Chad Malan

Personal information
- Full name: Charl Christiaan Malan
- Born: 23 February 1989 (age 37) Wandsworth, London
- Height: 6 ft 0 in (1.83 m)
- Batting: Right-handed
- Bowling: Right-arm off break
- Relations: Dawid Malan Snr (father) Dawid Malan Jnr (brother)

Domestic team information
- 2010: Loughborough MCCU
- 2009: Loughborough UCCE

Career statistics
| Competition | First-class |
| Matches | 4 |
| Runs scored | 43 |
| Batting average | 10.75 |
| 100s/50s | 0/0 |
| Top score | 24 |
| Balls bowled | 402 |
| Wickets | 4 |
| Bowling average | 44.50 |
| 5 wickets in innings | 0 |
| 10 wickets in match | 0 |
| Best bowling | 1/28 |
| Catches/stumpings | 0/– |
- Source: Cricinfo, 16 August 2011

= Charl Malan =

English cricketer

Charl Christiaan Malan (born 23 February 1989) is a former English cricketer. Malan is a right-handed batsman who bowls right-arm off break. He was born in Wandsworth in London but was educated at Paarl Boys' High School in South Africa.

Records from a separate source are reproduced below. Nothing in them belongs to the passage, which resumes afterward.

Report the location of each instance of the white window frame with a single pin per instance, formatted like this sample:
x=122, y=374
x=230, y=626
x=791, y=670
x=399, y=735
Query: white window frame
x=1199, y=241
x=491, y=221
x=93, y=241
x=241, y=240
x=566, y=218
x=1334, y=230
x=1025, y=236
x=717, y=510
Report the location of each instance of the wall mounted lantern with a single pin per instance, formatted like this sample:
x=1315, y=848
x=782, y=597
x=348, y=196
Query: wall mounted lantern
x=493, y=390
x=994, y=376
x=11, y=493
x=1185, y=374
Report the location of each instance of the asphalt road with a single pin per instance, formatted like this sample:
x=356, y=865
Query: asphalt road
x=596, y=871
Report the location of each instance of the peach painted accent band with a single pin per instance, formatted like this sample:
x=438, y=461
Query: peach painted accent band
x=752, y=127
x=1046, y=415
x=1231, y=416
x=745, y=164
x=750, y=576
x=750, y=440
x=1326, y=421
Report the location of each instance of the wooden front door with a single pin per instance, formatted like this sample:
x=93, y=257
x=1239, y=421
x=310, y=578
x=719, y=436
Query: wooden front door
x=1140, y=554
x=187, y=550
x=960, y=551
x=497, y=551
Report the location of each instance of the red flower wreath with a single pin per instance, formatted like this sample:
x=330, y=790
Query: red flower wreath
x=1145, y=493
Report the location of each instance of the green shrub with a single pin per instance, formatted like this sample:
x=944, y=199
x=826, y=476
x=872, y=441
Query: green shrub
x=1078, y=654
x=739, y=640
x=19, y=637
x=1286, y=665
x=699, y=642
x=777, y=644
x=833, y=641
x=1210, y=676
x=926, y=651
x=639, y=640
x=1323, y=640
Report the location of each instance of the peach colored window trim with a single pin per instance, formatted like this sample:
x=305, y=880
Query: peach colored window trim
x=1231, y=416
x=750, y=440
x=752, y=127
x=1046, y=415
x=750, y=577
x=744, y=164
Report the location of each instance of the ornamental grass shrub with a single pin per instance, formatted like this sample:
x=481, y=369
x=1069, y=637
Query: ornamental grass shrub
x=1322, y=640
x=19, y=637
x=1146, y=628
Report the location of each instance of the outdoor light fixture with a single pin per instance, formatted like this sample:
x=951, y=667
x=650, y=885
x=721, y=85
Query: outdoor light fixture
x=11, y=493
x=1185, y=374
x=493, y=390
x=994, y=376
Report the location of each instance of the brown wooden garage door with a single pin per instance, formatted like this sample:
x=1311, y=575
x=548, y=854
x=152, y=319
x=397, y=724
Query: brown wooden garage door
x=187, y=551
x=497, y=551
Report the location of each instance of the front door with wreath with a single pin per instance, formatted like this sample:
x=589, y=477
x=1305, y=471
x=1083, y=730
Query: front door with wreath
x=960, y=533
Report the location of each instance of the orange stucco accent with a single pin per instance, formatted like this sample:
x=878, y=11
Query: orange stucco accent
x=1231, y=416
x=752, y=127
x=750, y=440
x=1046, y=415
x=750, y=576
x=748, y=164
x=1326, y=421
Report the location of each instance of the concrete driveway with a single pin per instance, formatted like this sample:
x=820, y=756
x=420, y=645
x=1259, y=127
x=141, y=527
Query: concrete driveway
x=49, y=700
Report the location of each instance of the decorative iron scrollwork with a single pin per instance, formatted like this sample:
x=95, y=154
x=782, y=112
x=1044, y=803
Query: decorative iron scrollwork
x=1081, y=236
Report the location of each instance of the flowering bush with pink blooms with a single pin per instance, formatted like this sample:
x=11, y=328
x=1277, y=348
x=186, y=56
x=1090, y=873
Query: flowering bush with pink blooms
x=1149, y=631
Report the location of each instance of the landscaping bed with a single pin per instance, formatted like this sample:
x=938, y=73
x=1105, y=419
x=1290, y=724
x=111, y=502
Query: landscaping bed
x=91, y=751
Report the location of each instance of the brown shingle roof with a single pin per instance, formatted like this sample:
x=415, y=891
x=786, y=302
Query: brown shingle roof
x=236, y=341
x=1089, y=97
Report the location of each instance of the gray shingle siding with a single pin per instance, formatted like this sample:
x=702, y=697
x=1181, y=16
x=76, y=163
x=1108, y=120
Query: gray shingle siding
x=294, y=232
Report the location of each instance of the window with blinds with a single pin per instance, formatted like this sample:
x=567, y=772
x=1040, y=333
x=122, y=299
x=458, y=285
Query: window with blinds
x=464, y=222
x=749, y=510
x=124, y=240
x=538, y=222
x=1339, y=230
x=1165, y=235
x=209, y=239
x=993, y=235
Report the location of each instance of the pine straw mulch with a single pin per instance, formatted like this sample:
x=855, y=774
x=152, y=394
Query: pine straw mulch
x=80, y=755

While studying for his degree at Loughborough University in England, Malan made his first-class cricket debut for Loughborough UCCE against Leicestershire in 2010. He made two further appearances for the team in 2010, against Kent and Hampshire. The following season he played one match for the team, this time called Loughborough MCCU following a name change, against Yorkshire.

His father, Dawid Malan Snr, played first-class cricket in South Africa for Western Province and Northern Transvaal, whilst his brother, Dawid Malan Jnr plays first-class cricket for Yorkshire and the England national team.